Interpretation of the sign of eigenvalues and the nature of normalized modal matrix in terms of stability

The orthogonal modal transformation \(X=\hat{B}Y\) rotates (and possibly reflects) the coordinate axes to align with the eigen-directions of \(A\). This eliminates cross-terms (interaction terms) and diagonalizes the quadratic form. Because \(\hat{B}\) is orthonormal, it preserves quadratic quantities such as energy and definiteness: eigenvalue signs therefore directly determine the type of conic/quadric and stability. The transformed coordinates \(y_i\) are independent modal contributions scaled by the eigenvalues.

3.9 Module II Summary

The core idea of this module is the equation \(Ax = \lambda x\).
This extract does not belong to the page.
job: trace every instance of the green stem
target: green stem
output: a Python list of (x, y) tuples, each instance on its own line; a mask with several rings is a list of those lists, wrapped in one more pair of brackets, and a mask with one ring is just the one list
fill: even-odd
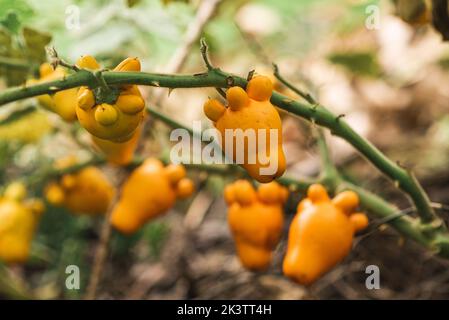
[[(206, 73), (196, 75), (165, 75), (145, 72), (108, 71), (103, 73), (103, 77), (106, 83), (112, 86), (137, 84), (167, 88), (227, 88), (229, 86), (238, 85), (245, 88), (247, 85), (246, 79), (233, 76), (219, 69), (211, 69)], [(92, 73), (81, 70), (62, 80), (40, 83), (28, 87), (6, 89), (0, 94), (0, 105), (19, 99), (79, 87), (81, 85), (95, 86), (95, 76)], [(408, 170), (388, 159), (374, 145), (357, 134), (341, 116), (332, 114), (329, 110), (320, 105), (310, 107), (277, 92), (273, 92), (271, 102), (281, 109), (328, 128), (334, 135), (346, 140), (376, 168), (392, 179), (401, 190), (410, 196), (423, 222), (430, 222), (433, 219), (436, 219), (426, 193), (414, 176)]]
Eigenvectors (\(x\)) are the special directions for a matrix that are only scaled, not rotated. Eigenvalues (\(\lambda\)) are the scaling factors.
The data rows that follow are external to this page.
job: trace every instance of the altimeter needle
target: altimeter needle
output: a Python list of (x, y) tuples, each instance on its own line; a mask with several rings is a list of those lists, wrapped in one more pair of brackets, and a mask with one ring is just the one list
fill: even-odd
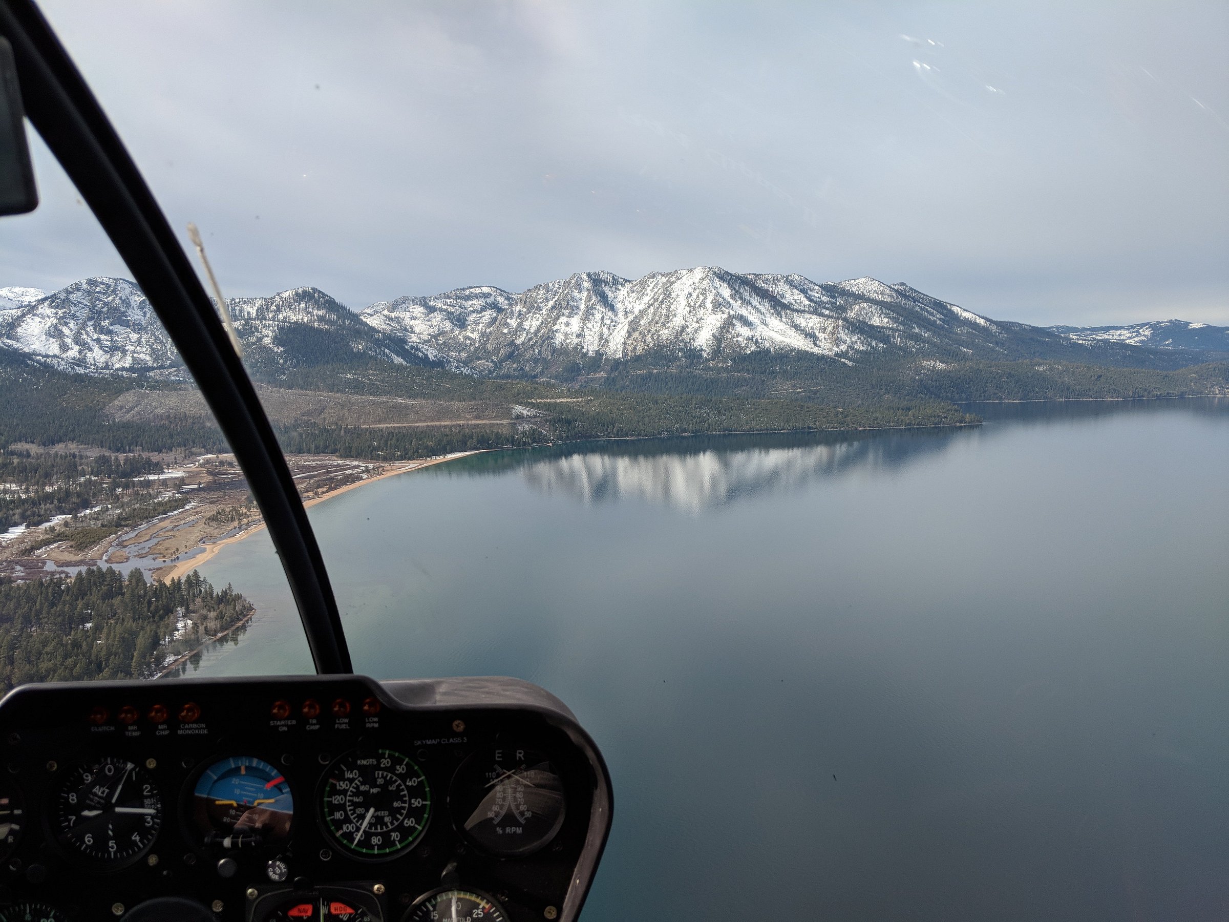
[(123, 790), (124, 782), (128, 781), (128, 772), (133, 770), (132, 766), (124, 768), (124, 773), (119, 776), (119, 783), (116, 786), (116, 793), (111, 795), (111, 803), (116, 803), (119, 799), (119, 792)]
[(369, 806), (367, 815), (363, 818), (363, 825), (359, 826), (359, 831), (354, 833), (354, 845), (359, 845), (359, 840), (363, 838), (363, 833), (366, 832), (367, 824), (371, 822), (371, 818), (376, 815), (376, 808)]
We find eigenvalues by solving the characteristic equation \(\det(A - \lambda I) = 0\).
Diagonalization (\(A = S \Lambda S^{-1}\)) is a powerful tool that simplifies matrix powers and reveals the true nature of a transformation.
Symmetric matrices are the nicest of all, with real eigenvalues and orthogonal eigenvectors, leading to the decomposition \(A = Q \Lambda Q^T\).
This theory has direct applications in geometry, such as finding the principal axes of shapes defined by quadratic forms.